The Best and Worst Days of My Life, Part I

I stared down at the piece of paper in my hands, sitting on the edge of the bed.  I could feel my suit wrinkling, crease lines forming in the fabric, but I didn’t care about it.

It didn’t matter.  Nothing else mattered.  Just the words on that sheet of paper.

I reached up and rubbed one hand across my face, hoping that somehow, when I reopened my eyes, things would have gone back to the way that they were.  That she’d be back…

With a couple fingers, I absentmindedly twisted the wedding ring around my finger.  That was a habit of mine, one that I’d had for many years.  I guess I still wasn’t quite used to wearing the thing.  Our marriage hadn’t exactly been… traditional.

I wondered whether I should just take the thing off.

I could still remember our wedding, now several years previously.  It hadn’t been super well attended, of course – there are only so many people that can squeeze into a hospital room, even the largest one.  And with Sarah still needing to be constantly hooked to all of those machines, well, moving her really wasn’t an option.

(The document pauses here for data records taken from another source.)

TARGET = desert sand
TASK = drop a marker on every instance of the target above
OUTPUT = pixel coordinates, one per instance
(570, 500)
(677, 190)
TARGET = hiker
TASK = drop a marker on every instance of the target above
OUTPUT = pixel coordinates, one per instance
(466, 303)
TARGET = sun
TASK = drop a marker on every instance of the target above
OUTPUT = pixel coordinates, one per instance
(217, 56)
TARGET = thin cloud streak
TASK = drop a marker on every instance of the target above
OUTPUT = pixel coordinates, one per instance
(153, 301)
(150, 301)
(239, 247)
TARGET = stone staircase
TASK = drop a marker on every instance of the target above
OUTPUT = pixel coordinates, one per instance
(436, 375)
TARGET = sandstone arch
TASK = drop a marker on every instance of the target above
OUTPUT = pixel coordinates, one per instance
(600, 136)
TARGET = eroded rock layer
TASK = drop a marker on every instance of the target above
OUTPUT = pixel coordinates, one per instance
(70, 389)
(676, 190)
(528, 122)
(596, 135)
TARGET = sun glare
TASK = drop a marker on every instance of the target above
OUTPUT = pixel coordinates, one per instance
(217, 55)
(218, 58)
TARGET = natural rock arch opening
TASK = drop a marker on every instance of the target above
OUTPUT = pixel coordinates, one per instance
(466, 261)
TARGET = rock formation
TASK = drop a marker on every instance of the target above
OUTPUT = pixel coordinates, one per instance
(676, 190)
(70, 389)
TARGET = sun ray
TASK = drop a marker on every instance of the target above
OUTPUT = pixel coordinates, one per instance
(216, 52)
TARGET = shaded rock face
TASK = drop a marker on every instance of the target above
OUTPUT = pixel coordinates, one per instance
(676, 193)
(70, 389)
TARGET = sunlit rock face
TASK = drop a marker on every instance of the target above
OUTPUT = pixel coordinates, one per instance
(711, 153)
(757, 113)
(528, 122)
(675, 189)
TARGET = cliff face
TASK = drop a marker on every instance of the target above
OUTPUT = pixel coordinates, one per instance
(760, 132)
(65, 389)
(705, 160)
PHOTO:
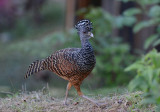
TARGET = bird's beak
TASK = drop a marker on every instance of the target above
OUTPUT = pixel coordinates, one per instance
(90, 34)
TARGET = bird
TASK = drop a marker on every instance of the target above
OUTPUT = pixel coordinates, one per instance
(71, 64)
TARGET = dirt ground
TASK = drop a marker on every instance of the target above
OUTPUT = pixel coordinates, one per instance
(39, 102)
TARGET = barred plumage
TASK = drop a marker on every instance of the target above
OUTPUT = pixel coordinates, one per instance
(72, 64)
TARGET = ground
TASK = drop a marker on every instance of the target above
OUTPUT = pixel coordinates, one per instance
(44, 102)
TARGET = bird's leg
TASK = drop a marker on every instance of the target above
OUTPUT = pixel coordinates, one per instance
(83, 96)
(69, 85)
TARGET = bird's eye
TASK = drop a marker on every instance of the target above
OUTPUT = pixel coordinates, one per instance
(84, 32)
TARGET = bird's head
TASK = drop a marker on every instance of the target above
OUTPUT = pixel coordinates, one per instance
(84, 28)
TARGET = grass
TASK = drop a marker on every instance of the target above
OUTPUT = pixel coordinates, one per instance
(44, 101)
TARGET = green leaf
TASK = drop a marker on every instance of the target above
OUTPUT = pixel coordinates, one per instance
(150, 41)
(156, 43)
(143, 24)
(132, 12)
(154, 11)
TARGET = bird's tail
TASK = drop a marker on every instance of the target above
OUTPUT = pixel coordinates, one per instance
(35, 67)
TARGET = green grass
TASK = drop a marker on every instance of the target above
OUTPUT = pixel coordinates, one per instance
(46, 100)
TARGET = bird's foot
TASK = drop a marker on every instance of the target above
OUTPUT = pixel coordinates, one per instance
(65, 103)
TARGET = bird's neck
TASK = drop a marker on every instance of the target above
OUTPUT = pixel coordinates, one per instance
(86, 46)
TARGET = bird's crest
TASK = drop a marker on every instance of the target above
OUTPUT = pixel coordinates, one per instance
(84, 24)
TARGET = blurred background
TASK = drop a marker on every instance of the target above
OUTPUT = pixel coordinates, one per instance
(33, 29)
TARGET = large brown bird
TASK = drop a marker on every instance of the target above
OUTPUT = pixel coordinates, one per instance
(72, 64)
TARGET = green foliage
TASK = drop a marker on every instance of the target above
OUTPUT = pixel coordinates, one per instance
(148, 77)
(148, 9)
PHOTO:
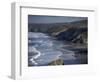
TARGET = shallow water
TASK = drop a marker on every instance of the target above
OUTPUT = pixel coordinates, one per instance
(43, 49)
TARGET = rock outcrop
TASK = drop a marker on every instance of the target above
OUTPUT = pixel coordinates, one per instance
(57, 62)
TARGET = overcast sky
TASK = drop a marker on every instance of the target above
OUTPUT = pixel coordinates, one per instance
(52, 19)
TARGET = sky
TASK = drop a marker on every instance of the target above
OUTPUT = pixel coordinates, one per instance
(52, 19)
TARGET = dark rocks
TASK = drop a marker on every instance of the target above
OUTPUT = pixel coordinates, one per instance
(57, 62)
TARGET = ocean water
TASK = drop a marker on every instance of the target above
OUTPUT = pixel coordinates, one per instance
(43, 49)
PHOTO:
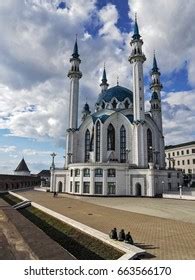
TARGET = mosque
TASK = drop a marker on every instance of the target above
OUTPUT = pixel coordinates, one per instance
(118, 150)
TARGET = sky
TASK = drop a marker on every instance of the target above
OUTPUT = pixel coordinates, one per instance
(37, 39)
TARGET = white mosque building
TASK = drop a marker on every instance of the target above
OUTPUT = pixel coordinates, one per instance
(118, 150)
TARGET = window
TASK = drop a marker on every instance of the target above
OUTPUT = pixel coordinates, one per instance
(98, 172)
(77, 185)
(149, 143)
(98, 187)
(87, 145)
(98, 141)
(126, 104)
(110, 138)
(86, 187)
(86, 172)
(77, 172)
(114, 104)
(111, 172)
(111, 188)
(122, 144)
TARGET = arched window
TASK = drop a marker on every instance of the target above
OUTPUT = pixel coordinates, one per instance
(149, 144)
(114, 104)
(87, 145)
(126, 104)
(98, 141)
(110, 138)
(122, 144)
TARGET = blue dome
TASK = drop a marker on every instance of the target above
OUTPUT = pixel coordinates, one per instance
(120, 93)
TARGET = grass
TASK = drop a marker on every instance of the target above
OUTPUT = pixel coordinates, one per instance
(79, 244)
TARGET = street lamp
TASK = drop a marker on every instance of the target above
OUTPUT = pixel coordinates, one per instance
(53, 156)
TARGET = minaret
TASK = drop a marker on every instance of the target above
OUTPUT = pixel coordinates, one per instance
(74, 74)
(156, 112)
(137, 58)
(86, 112)
(104, 85)
(155, 101)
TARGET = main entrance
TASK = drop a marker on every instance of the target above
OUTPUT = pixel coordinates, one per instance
(60, 186)
(138, 189)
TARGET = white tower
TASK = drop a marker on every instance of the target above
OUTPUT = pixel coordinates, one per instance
(74, 74)
(104, 85)
(137, 59)
(155, 101)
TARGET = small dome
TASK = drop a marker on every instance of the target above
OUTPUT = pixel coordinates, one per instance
(86, 107)
(120, 93)
(154, 95)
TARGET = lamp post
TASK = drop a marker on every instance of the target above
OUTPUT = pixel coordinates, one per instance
(52, 187)
(127, 155)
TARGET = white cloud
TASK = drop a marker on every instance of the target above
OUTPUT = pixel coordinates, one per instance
(7, 149)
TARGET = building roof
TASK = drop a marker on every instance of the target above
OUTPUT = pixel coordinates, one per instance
(44, 173)
(179, 145)
(120, 93)
(22, 166)
(154, 95)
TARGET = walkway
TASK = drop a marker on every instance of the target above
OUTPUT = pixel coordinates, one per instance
(20, 239)
(162, 238)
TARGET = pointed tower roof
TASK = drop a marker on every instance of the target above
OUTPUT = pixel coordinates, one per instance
(155, 66)
(104, 78)
(136, 34)
(22, 166)
(75, 50)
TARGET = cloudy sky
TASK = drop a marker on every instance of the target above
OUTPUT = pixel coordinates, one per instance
(37, 38)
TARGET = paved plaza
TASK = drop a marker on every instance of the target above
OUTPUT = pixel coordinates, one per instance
(168, 237)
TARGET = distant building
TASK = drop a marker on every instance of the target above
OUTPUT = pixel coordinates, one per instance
(22, 169)
(45, 178)
(182, 157)
(21, 179)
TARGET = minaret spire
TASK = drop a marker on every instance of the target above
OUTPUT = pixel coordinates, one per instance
(137, 59)
(136, 34)
(74, 74)
(75, 50)
(104, 85)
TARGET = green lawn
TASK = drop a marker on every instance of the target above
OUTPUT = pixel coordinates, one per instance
(79, 244)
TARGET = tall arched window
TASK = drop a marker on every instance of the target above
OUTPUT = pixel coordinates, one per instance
(97, 141)
(110, 138)
(87, 145)
(149, 144)
(123, 144)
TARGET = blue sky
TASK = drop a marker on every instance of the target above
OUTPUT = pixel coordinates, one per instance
(36, 43)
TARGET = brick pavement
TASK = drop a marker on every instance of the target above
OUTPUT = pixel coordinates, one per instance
(162, 238)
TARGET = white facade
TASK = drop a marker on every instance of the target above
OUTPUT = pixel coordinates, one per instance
(119, 148)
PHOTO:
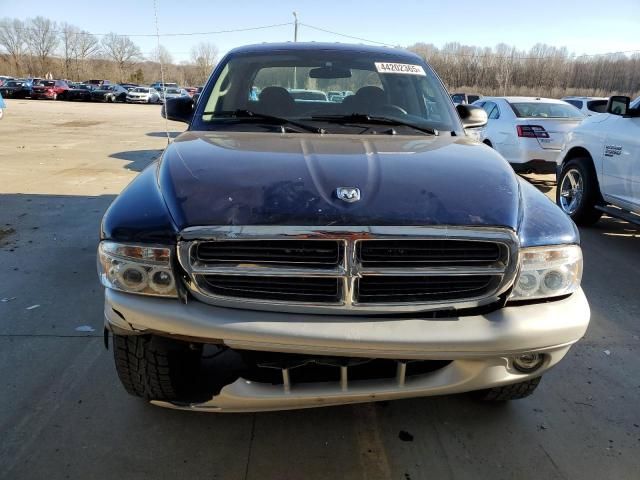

But despite that, we still managed to squeeze as many people in as the room could hold.  More than was recommended, probably.  And even though Sarah had to struggle for each breath, I could still see her eyes shining as she pulled away her oxygen mask long enough to repeat back the priest’s lines.

And her eyes never left mine.

What a weird story, huh?  Guy visiting a hospital falls in love with a patient.  Sounds like one of those crazy stories that you read on the internet in a forwarded email.  But I promise you, that’s what happened.

And Sarah loved me back.

(If you’re paying attention, by the way, you probably caught that past tense.  Just read on.)

Living like that, as we were, was definitely a challenge.  But somehow, incredibly, we made it work.  I’d head over to the hospital after every day of work, and we’d laugh away the hours, me perched on the edge of her bed, one arm around her shoulders.  We’d compare our meals (mine from the cafeteria, hers from the nurses), and sometimes, after I slipped the nurses a folded bill or two, they’d close the door on our room and give us some time alone.